There’s nothing especially new about the story, which is decorated with traditional meller elements like Asha’s grandma wanting to marry her off to a rich banker’s son, Asha studying hard to try to escape her working-class roots, and entrenched class snobbery being thumbnosed by a younger generation. But the pic is more about the telling than the tale.
Das’ screenplay is economical with dialogue and — until the shock resolution — resolutely avoids plot mechanics or false story trails to crank up the drama artificially. It’s a movie of feelings and atmosphere, part eulogy to a “simpler” past, but without becoming an exotic postcard. Its simplicity is in the tradition of the ’50s and ’60s films of writer-director Bimal Roy (though sans songs).

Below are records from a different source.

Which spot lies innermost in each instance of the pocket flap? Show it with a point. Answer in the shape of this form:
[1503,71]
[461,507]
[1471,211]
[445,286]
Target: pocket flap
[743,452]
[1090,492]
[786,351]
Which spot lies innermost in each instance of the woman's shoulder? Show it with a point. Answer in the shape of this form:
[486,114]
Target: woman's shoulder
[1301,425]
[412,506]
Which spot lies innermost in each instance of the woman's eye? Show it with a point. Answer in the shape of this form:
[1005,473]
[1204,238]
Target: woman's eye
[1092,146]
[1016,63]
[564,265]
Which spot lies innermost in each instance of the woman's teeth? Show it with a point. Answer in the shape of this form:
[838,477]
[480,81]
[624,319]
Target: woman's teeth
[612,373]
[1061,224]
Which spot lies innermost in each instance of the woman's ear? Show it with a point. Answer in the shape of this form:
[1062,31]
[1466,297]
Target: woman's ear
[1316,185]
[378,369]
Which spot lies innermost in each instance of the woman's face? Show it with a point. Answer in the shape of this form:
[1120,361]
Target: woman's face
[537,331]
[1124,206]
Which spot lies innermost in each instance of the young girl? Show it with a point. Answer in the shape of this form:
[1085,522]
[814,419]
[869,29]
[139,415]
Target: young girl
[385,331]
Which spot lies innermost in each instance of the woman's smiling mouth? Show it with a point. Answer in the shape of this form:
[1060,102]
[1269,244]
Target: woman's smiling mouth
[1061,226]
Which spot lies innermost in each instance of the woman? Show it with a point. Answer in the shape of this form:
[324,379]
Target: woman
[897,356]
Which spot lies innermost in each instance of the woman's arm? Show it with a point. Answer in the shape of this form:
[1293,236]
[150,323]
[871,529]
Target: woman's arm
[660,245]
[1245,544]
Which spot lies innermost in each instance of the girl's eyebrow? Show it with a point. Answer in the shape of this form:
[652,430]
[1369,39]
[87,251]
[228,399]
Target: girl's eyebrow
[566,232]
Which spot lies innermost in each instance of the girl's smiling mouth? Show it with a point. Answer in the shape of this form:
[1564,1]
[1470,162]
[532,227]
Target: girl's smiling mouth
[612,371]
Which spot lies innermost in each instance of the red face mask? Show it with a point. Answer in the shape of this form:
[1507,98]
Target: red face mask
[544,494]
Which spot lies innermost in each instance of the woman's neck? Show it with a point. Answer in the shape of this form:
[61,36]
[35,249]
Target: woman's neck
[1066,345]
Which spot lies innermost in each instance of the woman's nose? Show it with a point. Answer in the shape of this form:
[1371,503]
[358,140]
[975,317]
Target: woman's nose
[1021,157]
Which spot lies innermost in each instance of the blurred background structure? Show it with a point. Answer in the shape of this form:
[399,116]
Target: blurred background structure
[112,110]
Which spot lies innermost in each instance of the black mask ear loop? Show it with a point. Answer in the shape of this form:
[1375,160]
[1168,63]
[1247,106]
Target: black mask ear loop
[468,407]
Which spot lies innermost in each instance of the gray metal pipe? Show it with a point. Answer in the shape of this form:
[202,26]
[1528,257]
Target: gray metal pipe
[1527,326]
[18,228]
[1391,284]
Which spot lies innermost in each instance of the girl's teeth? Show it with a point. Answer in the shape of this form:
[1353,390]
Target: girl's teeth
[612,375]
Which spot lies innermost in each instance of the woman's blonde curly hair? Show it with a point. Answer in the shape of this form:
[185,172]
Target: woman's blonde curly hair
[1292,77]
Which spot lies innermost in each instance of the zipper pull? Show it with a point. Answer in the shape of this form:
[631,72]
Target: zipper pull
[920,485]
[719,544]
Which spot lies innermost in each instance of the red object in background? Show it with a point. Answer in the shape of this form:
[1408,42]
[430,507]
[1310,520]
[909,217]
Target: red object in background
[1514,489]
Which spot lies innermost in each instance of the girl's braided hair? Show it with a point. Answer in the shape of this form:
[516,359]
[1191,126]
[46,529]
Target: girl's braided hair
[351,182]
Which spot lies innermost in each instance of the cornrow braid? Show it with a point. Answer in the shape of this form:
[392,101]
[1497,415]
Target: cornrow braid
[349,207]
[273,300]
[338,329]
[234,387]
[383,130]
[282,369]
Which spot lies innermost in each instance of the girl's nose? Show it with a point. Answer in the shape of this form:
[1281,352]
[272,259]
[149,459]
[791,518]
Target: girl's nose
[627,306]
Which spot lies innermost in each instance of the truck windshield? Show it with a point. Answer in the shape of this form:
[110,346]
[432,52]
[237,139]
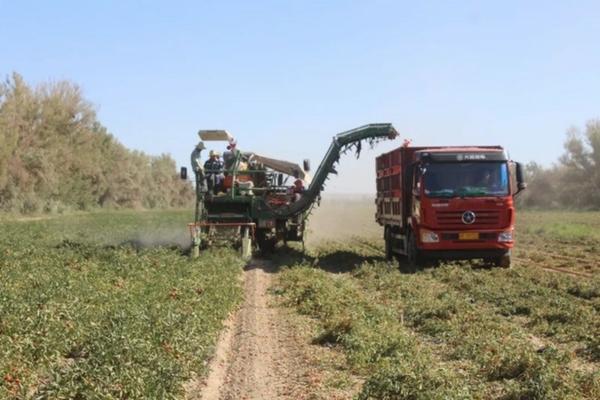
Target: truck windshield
[465,179]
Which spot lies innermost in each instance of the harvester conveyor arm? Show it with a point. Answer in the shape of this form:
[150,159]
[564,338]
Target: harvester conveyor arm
[341,141]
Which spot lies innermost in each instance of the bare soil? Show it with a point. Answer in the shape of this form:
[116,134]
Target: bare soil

Though she looks a tad old for the part, Das is fine as Asha, combining determination and humility in a low-key mixture, and playing well against newcomer Anderson, who’s remarkably natural as her upper-class vis-a-vis. Das’ real-life sister, Sheenu, who also produced and could easily have played Asha herself, scores as Asha’s cousin and soulmate, Lalli. Michell is gently sympathetic as blowhard Dev’s very English wife.
Excellent tech package gives no hint of the pic’s independent funding, with richly saturated Super-16 lensing by Belgrade-born Dusan Todorovic and alert spotting by composer Andrew T. Mackay. Editing is trim throughout.
Period in which the film is set is never specified onscreen, though a reference to the 1975 Hindi classic “Julie” fixes it. Period art direction is a little unclear, and in essence, the story could have taken place at any time from the ’50s to the ’70s. For Indian movie buffs, there’s the nice in-joke of using a picture of onetime film goddess Waheeda Rehman for Asha’s late mom.